18. In his commentary to bShab 25b. Cf B.M. Levin (1938).

19. The Code of Maimonides [Sabbath 5/1] states explicitly that the Sabbath candle is an obligation. Even if one has nothing to eat the obligation to spend on the candle still stands...It is an obligation on women and men. See B.M. Levin (1938:63).

20. R. Burns, 1996:119. See also E. Marín Padilla (1994): in 1448 Clara Almali leaves instructions for a lampada de olio to be maintained for a year after her death; Cinha [Simha] Baylo in 1462 leaves instructions for a lamp to be maintained for ten years after her death.

21. Placement is important in Hanuka also. Thirteenth century authorities asserted that a man should enter his house in Hanuka while the mezuza is on his right and the lights are on his left.
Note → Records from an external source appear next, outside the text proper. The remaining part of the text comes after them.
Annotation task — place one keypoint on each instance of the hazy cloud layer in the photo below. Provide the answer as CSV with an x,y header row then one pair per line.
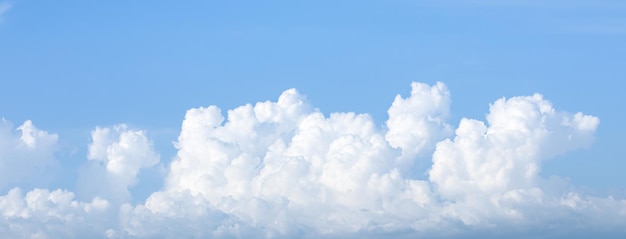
x,y
284,169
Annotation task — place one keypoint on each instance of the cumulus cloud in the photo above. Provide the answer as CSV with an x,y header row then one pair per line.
x,y
26,153
116,156
283,169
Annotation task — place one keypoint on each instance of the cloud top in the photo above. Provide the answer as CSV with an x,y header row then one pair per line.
x,y
283,169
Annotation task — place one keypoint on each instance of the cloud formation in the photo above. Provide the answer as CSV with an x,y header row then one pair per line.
x,y
283,169
25,152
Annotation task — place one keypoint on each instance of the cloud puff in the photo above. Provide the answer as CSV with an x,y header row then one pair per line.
x,y
116,156
283,169
25,152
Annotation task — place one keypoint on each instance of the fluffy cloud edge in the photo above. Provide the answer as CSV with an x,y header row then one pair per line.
x,y
283,169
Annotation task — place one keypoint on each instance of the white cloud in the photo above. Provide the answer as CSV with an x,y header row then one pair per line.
x,y
26,154
282,170
120,154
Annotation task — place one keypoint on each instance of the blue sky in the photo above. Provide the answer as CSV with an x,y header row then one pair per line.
x,y
73,66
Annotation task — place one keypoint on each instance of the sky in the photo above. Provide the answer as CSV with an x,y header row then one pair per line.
x,y
312,119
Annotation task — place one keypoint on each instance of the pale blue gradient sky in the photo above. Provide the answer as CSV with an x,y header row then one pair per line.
x,y
72,65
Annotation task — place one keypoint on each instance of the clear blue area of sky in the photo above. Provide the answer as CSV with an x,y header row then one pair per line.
x,y
72,65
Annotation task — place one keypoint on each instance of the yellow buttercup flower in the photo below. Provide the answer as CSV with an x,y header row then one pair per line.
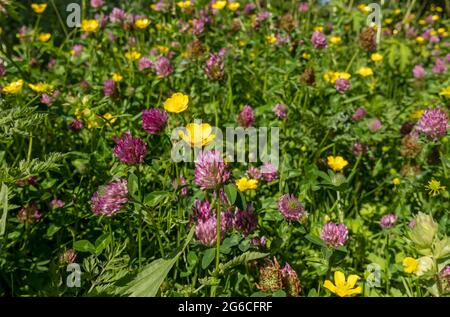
x,y
363,8
331,76
142,23
13,88
219,5
335,40
365,71
89,25
109,118
177,103
117,77
244,184
184,4
163,49
410,264
416,115
434,187
44,37
39,7
41,88
376,57
132,55
336,163
343,287
271,39
318,29
198,134
233,6
445,92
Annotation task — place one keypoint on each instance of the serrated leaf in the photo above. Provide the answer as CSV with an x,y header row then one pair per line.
x,y
231,192
84,246
155,198
102,242
315,240
148,281
4,204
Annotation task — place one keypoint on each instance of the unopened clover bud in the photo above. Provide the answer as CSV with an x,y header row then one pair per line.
x,y
441,248
423,233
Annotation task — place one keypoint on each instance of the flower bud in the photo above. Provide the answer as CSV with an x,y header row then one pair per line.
x,y
423,233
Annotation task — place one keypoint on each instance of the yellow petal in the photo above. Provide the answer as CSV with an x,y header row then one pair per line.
x,y
329,286
351,281
339,279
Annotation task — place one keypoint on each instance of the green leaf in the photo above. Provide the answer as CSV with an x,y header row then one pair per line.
x,y
133,186
315,240
230,242
4,204
155,198
84,246
243,258
148,281
102,242
231,192
240,201
208,257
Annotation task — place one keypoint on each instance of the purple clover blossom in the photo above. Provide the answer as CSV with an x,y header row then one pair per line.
x,y
253,173
198,26
2,68
130,150
303,7
96,3
181,183
269,172
388,221
375,125
69,256
117,15
206,231
290,207
245,221
319,40
334,235
262,16
75,125
154,120
77,49
433,123
109,88
214,67
57,203
110,199
280,110
249,8
419,71
247,117
210,170
144,63
439,66
30,214
342,85
163,67
359,114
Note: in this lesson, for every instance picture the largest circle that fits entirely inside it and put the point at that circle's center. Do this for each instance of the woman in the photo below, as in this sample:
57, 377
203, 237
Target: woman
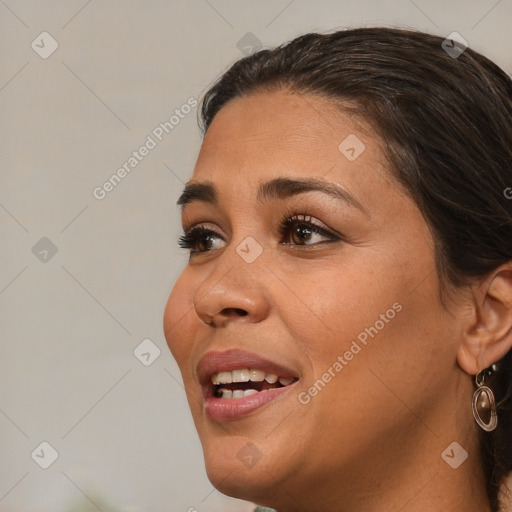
344, 325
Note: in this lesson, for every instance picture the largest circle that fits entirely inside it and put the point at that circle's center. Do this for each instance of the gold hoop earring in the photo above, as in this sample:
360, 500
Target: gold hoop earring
484, 404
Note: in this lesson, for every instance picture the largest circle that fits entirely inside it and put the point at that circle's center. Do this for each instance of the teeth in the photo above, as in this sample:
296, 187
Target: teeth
246, 375
240, 376
256, 375
239, 393
224, 378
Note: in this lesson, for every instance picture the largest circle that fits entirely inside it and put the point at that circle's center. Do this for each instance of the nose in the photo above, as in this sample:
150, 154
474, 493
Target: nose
233, 292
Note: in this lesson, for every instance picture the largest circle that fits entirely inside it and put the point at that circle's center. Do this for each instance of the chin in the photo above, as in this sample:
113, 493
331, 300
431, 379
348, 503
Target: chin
237, 469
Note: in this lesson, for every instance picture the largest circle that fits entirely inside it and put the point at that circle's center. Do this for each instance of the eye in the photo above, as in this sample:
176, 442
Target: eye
302, 231
198, 239
298, 230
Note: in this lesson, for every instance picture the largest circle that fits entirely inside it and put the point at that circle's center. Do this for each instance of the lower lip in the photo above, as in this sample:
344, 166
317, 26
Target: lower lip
220, 409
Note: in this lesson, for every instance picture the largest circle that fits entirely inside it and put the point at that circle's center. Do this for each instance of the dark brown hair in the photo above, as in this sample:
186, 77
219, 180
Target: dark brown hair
445, 123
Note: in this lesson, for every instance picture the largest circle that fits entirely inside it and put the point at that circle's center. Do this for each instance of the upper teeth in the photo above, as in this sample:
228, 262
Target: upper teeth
246, 375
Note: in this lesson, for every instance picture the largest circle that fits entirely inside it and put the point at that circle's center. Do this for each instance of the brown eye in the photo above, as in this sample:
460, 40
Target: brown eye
302, 231
198, 239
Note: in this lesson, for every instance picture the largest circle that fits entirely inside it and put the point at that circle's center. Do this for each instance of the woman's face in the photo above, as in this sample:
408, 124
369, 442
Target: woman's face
350, 311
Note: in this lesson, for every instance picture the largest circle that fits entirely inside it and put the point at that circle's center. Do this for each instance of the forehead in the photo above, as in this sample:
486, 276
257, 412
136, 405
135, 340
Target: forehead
273, 127
257, 138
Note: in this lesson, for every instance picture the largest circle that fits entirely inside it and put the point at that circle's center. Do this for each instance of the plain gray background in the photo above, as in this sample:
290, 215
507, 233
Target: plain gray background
72, 320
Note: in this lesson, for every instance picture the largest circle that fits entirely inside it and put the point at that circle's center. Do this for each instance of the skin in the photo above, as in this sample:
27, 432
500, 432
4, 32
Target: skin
372, 439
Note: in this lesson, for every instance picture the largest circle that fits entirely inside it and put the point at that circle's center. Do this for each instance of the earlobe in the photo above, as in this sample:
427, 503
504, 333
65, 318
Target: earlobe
489, 335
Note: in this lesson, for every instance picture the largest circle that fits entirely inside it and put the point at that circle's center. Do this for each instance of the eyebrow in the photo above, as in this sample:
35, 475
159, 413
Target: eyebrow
278, 188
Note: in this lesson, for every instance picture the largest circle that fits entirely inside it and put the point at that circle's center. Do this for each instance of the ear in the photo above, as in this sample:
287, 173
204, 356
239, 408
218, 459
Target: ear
487, 337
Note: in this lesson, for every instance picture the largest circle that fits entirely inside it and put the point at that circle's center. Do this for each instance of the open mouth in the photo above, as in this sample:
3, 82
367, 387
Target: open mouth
244, 382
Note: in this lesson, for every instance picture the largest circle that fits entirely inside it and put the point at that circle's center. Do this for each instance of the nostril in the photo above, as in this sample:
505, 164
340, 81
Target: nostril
238, 311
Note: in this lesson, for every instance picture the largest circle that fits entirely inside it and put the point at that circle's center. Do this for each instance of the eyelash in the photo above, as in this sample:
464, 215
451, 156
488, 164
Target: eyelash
190, 238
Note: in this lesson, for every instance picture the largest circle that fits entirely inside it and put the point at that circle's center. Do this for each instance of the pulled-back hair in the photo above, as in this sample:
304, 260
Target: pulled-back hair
446, 126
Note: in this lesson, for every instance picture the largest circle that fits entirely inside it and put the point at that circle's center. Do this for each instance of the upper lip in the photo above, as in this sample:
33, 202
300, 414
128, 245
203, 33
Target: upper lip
234, 359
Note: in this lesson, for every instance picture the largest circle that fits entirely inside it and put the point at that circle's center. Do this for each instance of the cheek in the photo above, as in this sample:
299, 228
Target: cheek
179, 319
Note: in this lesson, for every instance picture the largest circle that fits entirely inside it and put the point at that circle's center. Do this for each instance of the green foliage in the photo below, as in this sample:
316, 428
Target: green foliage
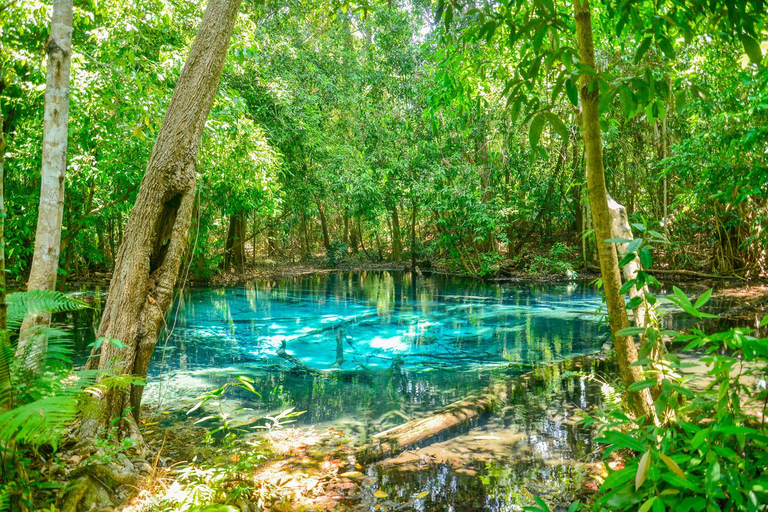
712, 451
226, 426
558, 263
337, 253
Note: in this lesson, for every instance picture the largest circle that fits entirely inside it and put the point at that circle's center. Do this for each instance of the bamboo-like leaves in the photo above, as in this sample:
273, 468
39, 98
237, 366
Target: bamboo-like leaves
642, 469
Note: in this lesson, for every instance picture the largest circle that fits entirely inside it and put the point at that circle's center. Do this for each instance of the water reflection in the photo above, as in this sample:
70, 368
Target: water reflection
401, 344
Abraham ibn Yarchi was in Toledo by 1204. In more general terms, space may be relevant in cases such as lighting candles only at home or in the Synagogue as well. The latter was a custom which arose in Spain according to thirteenth century evidence. See Freehof (1962).

22. E. Marín Padilla (1986:144 n.443). One wonders whether the transcribers of the documents have considered the possibility that some of these are cases of goy shel shabat. J. Katz (1984) usually said [wrongly] to ignore evidence from Spain, does not seem to take such archival evidence into account.

23. Manuel Serrano y Sanz (1918) Doc 4, p. DIX: “…8/1487… sentencia contra Jaime de Montesa…”

24. On the private chamber see E. Gutwirth, (1994).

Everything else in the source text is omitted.